Pero la leyenda es la leyenda. Pensemos por ejemplo en la famosa Malinche, la compañera y traductora de Cortés y madre de su hijo mestizo, Martín. La leyenda negra la convierte en símbolo de traición a la patria. Malinche fue una prisionera, hija de nobles, que el cacique de Tabasco regaló a Cortés. Con su ayuda, él logró aliarse con los pueblos sometidos por los aztecas contra Moctezuma y alcanzar la victoria. Desdeñada por su pueblo como extranjera y traidora, el cubano Alejo Carpentier le rinde homenaje en uno de sus libros menos recordados, La aprendiz de bruja. A otro cubano, el poeta Roberto Fernández Retamar, se debe un ensayo de título elocuente: Contra la leyenda negra.

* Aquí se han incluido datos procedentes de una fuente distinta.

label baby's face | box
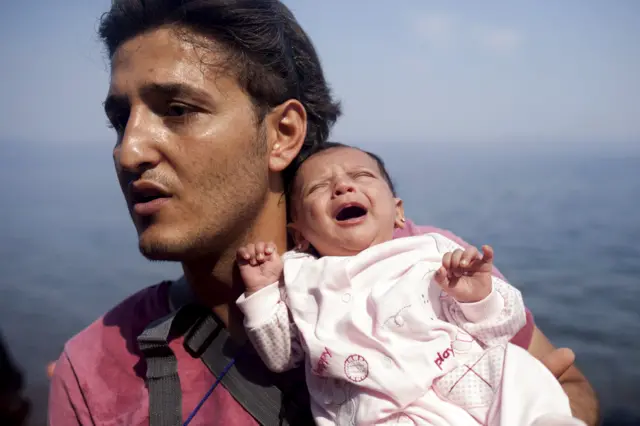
[291,148,404,256]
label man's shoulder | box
[65,281,169,364]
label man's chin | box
[138,229,189,262]
[138,228,210,262]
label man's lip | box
[129,180,171,204]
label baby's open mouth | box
[336,204,367,222]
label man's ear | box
[265,99,307,173]
[287,222,310,252]
[394,198,407,229]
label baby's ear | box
[394,198,407,229]
[287,222,310,252]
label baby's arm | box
[237,243,304,373]
[441,277,527,346]
[434,236,526,346]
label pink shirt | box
[49,222,534,426]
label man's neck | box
[182,194,287,341]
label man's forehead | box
[110,28,235,93]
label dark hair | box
[285,142,397,222]
[99,0,341,185]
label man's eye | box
[166,104,191,117]
[354,172,373,178]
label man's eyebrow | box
[140,83,211,102]
[102,94,128,115]
[103,83,211,113]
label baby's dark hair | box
[284,142,396,222]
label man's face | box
[105,28,268,261]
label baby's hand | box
[237,242,283,296]
[434,245,493,303]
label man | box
[0,334,31,426]
[49,0,597,425]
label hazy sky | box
[0,0,640,149]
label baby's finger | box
[264,241,277,255]
[256,241,265,262]
[442,252,452,270]
[460,246,480,268]
[433,266,449,288]
[482,244,493,263]
[245,244,258,266]
[237,247,251,262]
[451,249,464,269]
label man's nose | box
[113,111,162,175]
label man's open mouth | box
[336,204,367,222]
[130,181,171,205]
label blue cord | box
[182,358,236,426]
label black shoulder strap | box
[138,279,314,426]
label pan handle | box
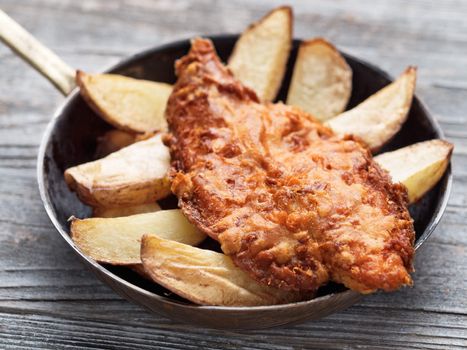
[0,10,76,96]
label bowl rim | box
[36,34,452,312]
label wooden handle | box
[0,10,76,95]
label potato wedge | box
[65,134,170,208]
[70,209,206,265]
[141,235,299,306]
[96,129,137,158]
[287,38,352,121]
[228,6,293,101]
[76,71,172,133]
[92,202,161,218]
[374,140,454,203]
[326,67,417,151]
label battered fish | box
[165,39,414,293]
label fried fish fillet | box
[165,39,414,293]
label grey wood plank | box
[0,0,467,349]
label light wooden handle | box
[0,10,76,95]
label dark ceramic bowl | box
[38,35,451,329]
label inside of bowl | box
[44,36,446,303]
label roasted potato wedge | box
[375,140,453,203]
[92,202,161,218]
[287,38,352,121]
[70,209,206,265]
[326,67,417,151]
[96,129,137,158]
[65,135,170,208]
[141,235,300,306]
[228,6,293,101]
[76,71,172,133]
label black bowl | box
[37,35,452,329]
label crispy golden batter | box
[165,39,414,293]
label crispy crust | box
[165,39,414,293]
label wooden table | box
[0,0,467,349]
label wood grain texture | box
[0,0,467,349]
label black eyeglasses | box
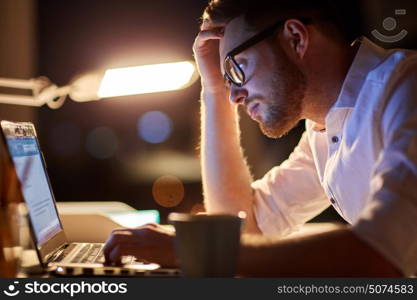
[223,18,311,87]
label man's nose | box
[230,86,248,104]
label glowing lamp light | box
[0,61,198,108]
[98,61,195,98]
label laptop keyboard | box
[71,244,104,263]
[49,244,135,264]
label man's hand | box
[193,20,226,93]
[104,224,177,267]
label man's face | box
[220,17,306,138]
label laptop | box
[1,121,179,277]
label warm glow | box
[98,61,195,98]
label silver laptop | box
[1,121,178,277]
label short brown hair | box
[202,0,362,42]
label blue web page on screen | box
[7,137,61,244]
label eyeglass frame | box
[223,18,312,87]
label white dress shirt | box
[252,38,417,276]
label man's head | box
[203,0,360,137]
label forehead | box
[219,16,254,60]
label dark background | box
[0,0,417,221]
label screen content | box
[7,137,61,244]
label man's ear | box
[282,19,309,59]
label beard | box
[258,53,307,138]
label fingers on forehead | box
[200,19,227,30]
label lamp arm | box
[0,77,70,108]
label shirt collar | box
[313,37,387,131]
[330,37,387,111]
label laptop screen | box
[6,136,62,245]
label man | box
[101,0,417,276]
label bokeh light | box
[86,127,118,159]
[137,111,172,144]
[152,175,184,207]
[190,203,206,215]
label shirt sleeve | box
[252,132,330,236]
[353,64,417,276]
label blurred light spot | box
[190,203,206,215]
[237,210,246,219]
[49,121,81,157]
[98,61,195,98]
[152,175,184,207]
[137,111,172,144]
[86,127,118,159]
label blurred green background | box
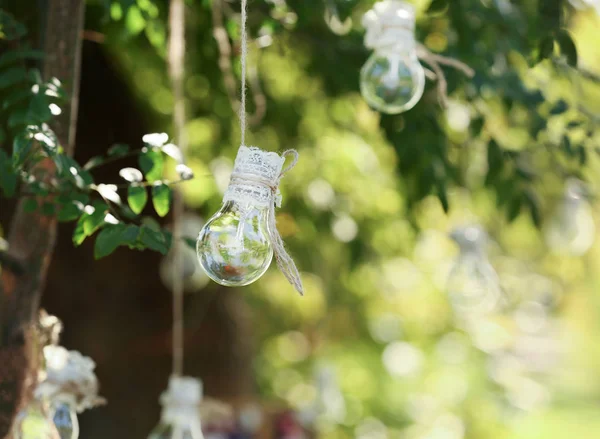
[2,0,600,439]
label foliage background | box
[0,0,600,439]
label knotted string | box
[237,0,304,296]
[240,0,248,145]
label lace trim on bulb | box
[362,0,416,50]
[223,146,285,207]
[34,346,105,413]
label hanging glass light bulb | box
[36,345,104,439]
[360,0,425,114]
[50,395,79,439]
[196,146,302,293]
[545,179,596,256]
[148,376,204,439]
[447,226,502,318]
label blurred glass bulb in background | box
[148,376,204,439]
[12,398,62,439]
[360,0,425,114]
[50,395,79,439]
[196,146,285,287]
[544,180,596,256]
[447,226,502,318]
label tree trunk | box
[0,0,85,438]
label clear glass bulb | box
[196,201,273,287]
[360,49,425,114]
[13,400,60,439]
[148,377,204,439]
[50,400,79,439]
[545,180,596,256]
[447,227,502,317]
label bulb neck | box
[161,405,200,428]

Las leyendas y los bulos son de gran utilidad en política. Crean una cortina de humo sobre lo que de verdad importa. La realidad es que las potencias imperiales que competían con España usaron hasta la saciedad el panfleto de Las Casas para hostigarla y también para esconder sus propias vergüenzas. Esa costumbre no ha cesado. Por ejemplo, si uno se pasea por la antigua ciudad colonial de Puerto Rico, el Viejo San Juan, puede ver carteles que dicen que esos son los lugares más antiguos de los Estados Unidos, y en las tiendas encontrará a la venta cantidad de ejemplares del panfleto de Las Casas, que es de 1552. Como si eso explicara el drama de Puerto Rico, el único país latinoamericano para el que no ha llegado la emancipación.

Los pueblos originarios de América hace tiempo que están exigiendo el respeto de sus derechos. Habló Martí de “desestancar al indio”, también de “ir haciendo lado al negro suficiente”. Ahí seguimos aún. Demonizar a Colón y la conquista a estas alturas no resuelve los problemas reales que tienen las repúblicas latinoamericanas con esa parte de su población. Tampoco resuelve esos problemas demonizar ese 12 de octubre que tendió un nuevo puente entre los pueblos del mundo.